An interesting project, commissioned by the company Aggio Light, of Piombino Dese (Padua), which then also took care of on-site assembly, was that of the glass windows for jewellery shops bearing the same name as the technique and its inventor: Tiffany.

vetrata TiffanyThe contract involved the production of large-scale glazing, and here the limits of this technique came into play, given precisely the final dimensions of the glazing.
A standard glazed window, depending also on the design that I remember commands in this technique, has dimensions that are around the square meter of surface.
The windows that were commissioned to me were about one meter sixty of base by three meters fifty in height and, to make the realization even more difficult, a rectangular hole was planned at eye level, which should have contained a window.
The subject was not difficult but, the challenge was in the realization of the glass itself.
The design consisted of an enlarged Tiffany-stained glass window with branches of leaves falling from above, on a background in the blue and blue tones typical of the brand.
To be sure that the installation of the windows respected certain safety standards, we thought of placing each of them inside two glasses that proposed the hole required for the window.
We knew right away that it was impossible to build the glazing in one piece because you couldn’t even turn around for welding from both sides.
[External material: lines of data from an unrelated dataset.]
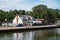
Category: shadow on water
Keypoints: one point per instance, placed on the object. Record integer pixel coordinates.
(39, 34)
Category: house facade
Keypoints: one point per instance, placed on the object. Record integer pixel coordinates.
(25, 20)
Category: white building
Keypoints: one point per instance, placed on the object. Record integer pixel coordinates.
(22, 19)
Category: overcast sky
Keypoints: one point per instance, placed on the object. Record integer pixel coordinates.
(27, 4)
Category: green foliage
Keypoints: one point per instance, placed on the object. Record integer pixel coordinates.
(38, 11)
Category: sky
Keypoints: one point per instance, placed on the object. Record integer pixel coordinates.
(27, 4)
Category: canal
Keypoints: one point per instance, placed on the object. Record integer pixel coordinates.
(45, 34)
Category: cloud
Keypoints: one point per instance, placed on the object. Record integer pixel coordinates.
(27, 4)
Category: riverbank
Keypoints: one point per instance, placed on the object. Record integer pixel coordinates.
(25, 28)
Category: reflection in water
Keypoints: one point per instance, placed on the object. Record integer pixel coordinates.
(47, 34)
We have therefore divided it into horizontal bands, following the design and proceeding from the bottom up in the realization. Finally, to fit it inside the glass-chamber, we had to complete the welding work inside the glass itself.
The operation had to be thought out and planned. It was not natural to think of making a stained-glass window of this size in the way it had always been done. Also, for this, you can call the Tiffany technique very simple, but the creation must be artistically and technically valid.

Plato believed that ideas did not belong to rationality and intellect but that they came from another world in the form of intuition. So, even the ability to do difficult things happens simply because ideas come from somewhere. Know-how and experience are at the service of these ideas and help them to become reality. It is not enough to decide whether to accept a challenge, you have to think about how to implement it.